Nick Kent del «NME» definì A DAY AT THE RACES “al di sopra di tutto, grottesco”, eppure all’alba del 1977 i Queen avevan omesso a segno un secondo n. 1 consecutivo in classifica e un tour USA con i Thin Lizzy.

Con A DAY AT THE RACES al n. 5 negli USA e arene importanti come il Madison Square Garden che si riempivano, i Queen finalmente si sedevano a capotavola in America, e Mercury ne era consapevole: in quel tour pretese ad esempio un buffet servito su piatti di argento dopo ogni concerto, mentre i suoi appetiti, non solo per la cocaina, crescevano a dismisura. “All’improvviso”, ricordava May, “in camera sua lo seguivano ragazzi, e non più ragazze”.

Tornati in Europa, pur con il punk sulla cresta dell’onda, i Queen dal vivo erano inarrestabili, e sul palco ormai le scenografie erano folli: a Earls Court svelarono un impianto luci a forma di corona che da solo costava 50.000 sterline. E anche se il disco successivo, NEWS OF THE WORLD, fu un po’ raffazzonato (escluse gemme molto sottovalutate come It’s Late e Get Down, Make Love di Mercury, molto r&b e ispirata – secondo il cantante – al suo “sputtaneggiare” newyorchese), i due brani di apertura erano perfetti per gli stadi.

‘Sta succedendo qualcosa, e dovremmo sfruttarlo’.

“Ci rendemmo conto di una cosa”, mi disse May, “e successe a Bingley Hall nelle Midlands, dove il pubblico cantò ogni singola nota di ogni singola canzone. Io e Freddie ci guardammo e pensammo: ‘Sta succedendo qualcosa, e dovremmo sfruttarlo’.

Ecco da dove vengono We Will Rock You e We Are The Champions. Sono viscerali, ma erano pensate per coinvolgere il pubblico, un invito esplicito a unirsi a noi”. I brani furono pubblicati come 45 dal doppio lato A, e arrivarono al n. 2 in UK e al n. 4 negli USA.
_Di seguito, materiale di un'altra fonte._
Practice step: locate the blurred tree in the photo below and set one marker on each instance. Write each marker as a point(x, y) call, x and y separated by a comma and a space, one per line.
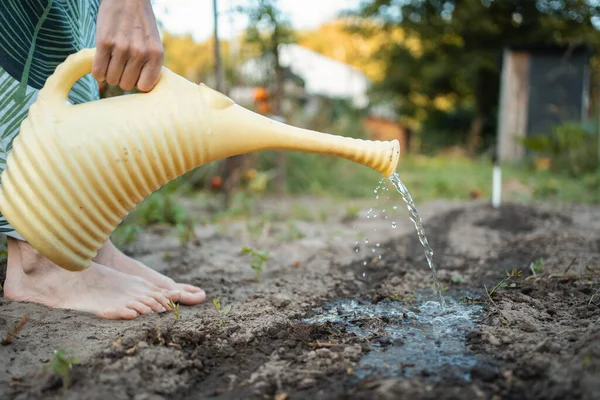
point(268, 28)
point(457, 66)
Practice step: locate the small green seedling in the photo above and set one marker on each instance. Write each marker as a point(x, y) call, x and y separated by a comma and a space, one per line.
point(457, 278)
point(222, 310)
point(537, 267)
point(258, 260)
point(597, 293)
point(61, 365)
point(503, 283)
point(175, 308)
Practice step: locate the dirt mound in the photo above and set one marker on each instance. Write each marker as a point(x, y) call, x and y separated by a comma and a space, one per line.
point(535, 336)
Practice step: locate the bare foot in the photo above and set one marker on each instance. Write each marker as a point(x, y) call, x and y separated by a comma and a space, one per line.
point(112, 257)
point(99, 290)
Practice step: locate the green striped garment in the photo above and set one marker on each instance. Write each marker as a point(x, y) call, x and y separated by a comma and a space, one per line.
point(36, 36)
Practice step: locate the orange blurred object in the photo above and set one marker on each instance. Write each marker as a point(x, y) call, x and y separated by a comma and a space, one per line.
point(261, 94)
point(264, 108)
point(217, 182)
point(251, 174)
point(542, 163)
point(476, 194)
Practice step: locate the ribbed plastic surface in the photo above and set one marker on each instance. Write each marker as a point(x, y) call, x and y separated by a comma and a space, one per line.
point(76, 171)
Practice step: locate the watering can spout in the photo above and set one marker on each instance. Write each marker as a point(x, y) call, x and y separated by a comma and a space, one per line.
point(76, 171)
point(237, 130)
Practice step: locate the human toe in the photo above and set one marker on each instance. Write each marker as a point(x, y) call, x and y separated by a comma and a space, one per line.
point(153, 304)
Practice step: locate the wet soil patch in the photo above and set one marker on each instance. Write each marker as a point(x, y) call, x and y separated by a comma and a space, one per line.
point(349, 330)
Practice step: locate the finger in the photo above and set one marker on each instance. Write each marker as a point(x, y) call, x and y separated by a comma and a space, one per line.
point(101, 60)
point(115, 67)
point(151, 71)
point(131, 74)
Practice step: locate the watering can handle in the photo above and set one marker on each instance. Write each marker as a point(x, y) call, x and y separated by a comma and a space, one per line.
point(59, 84)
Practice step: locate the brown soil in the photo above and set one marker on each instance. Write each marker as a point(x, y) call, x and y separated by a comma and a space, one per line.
point(538, 339)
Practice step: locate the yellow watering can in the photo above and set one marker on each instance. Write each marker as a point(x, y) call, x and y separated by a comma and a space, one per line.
point(75, 171)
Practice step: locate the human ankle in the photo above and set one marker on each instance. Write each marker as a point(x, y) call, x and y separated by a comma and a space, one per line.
point(22, 255)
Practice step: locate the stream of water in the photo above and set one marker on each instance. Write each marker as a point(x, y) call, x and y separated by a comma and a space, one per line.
point(416, 219)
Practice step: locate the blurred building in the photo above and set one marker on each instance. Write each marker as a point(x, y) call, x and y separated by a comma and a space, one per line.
point(310, 77)
point(541, 87)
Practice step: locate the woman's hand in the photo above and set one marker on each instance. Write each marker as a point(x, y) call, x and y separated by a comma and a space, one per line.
point(129, 52)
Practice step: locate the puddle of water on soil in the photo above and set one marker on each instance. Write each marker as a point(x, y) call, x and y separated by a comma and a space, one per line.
point(407, 341)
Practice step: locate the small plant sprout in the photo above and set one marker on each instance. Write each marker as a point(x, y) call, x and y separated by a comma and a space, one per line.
point(503, 283)
point(258, 260)
point(537, 267)
point(222, 310)
point(175, 308)
point(457, 278)
point(61, 365)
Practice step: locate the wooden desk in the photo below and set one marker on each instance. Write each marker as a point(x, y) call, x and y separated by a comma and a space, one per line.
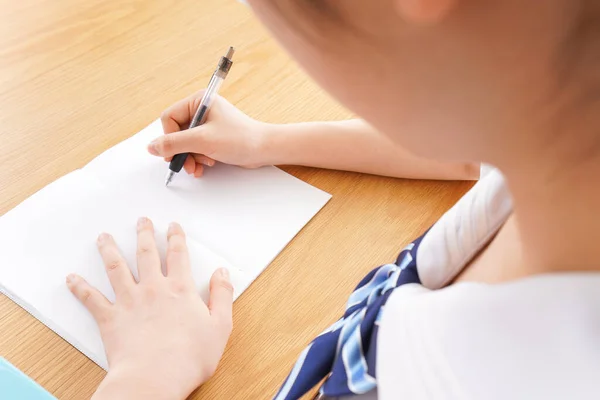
point(77, 77)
Spinti dal successo nelle classifiche USA di NEWS OF THE WORLD, i Queen fecero due sold out al Madison Square Garden a dicembre, con l’impianto luci a forma di corona che sparava laser sulla folla. “Cercavamo sempre di fare di più”, disse May. “Un milione di dischi quest’anno, due quello dopo. Stavolta un sold out al Madison Square Garden, due la prossima…”.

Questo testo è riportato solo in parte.